Member of the New Mexico House of Representatives from the 28th district
- In office 2003–2005
- Preceded by: Joseph Mohorovic
- Succeeded by: Jimmie C. Hall

Personal details
- Born: July 6, 1954 Stillwater, Oklahoma, U.S.
- Died: February 9, 2013 (aged 58) Albuquerque, New Mexico, U.S.
- Party: Republican
- Children: 1
- Education: University of Northern Colorado

Military service
- Allegiance: United States
- Branch/service: United States Army
- Rank: Captain

= Rory Ogle =

American politician (1954–2013)

Rory Ogle (1954 – 2013) was an American politician who served as a member of the New Mexico House of Representatives from 2003 to 2005. A member of the Republican Party, Ogle represented the 28th district.

== Early life and education ==
Ogle was born in 1954, the son of John D. Ogle, a member of the United States Armed Forces.

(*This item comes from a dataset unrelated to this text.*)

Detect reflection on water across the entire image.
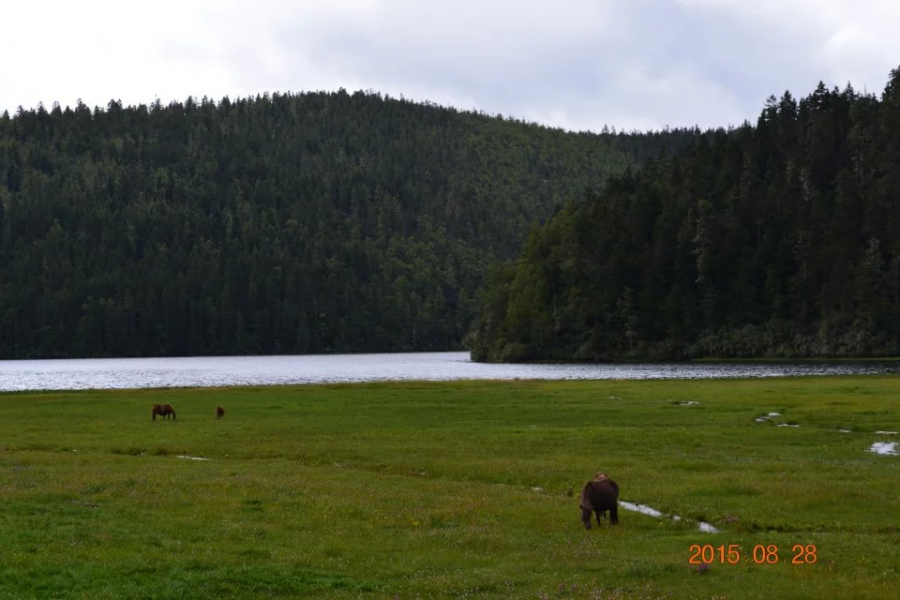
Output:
[0,352,900,391]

He graduated from Heidelberg High School in Heidelberg, Germany. He attended The Citadel and graduated from the University of Northern Colorado. He then served as a captain in the United States Army. Ogle was also an Eagle Scout.

== Career ==
After leaving the Army, Ogle worked as a defense contractor and analyst for the Science Applications International Corporation in Virginia.

Ogle was elected to the New Mexico House of Representatives in 2002 and served for one term. During his tenure, Ogle was arrested on charges of domestic violence and aggravated battery against his wife, Anita. After his arrest, Ogle resigned from office and was succeeded by Jimmie Hall.

== Death ==
Ogle died of pneumonia in February 9, 2013 at the age of 58.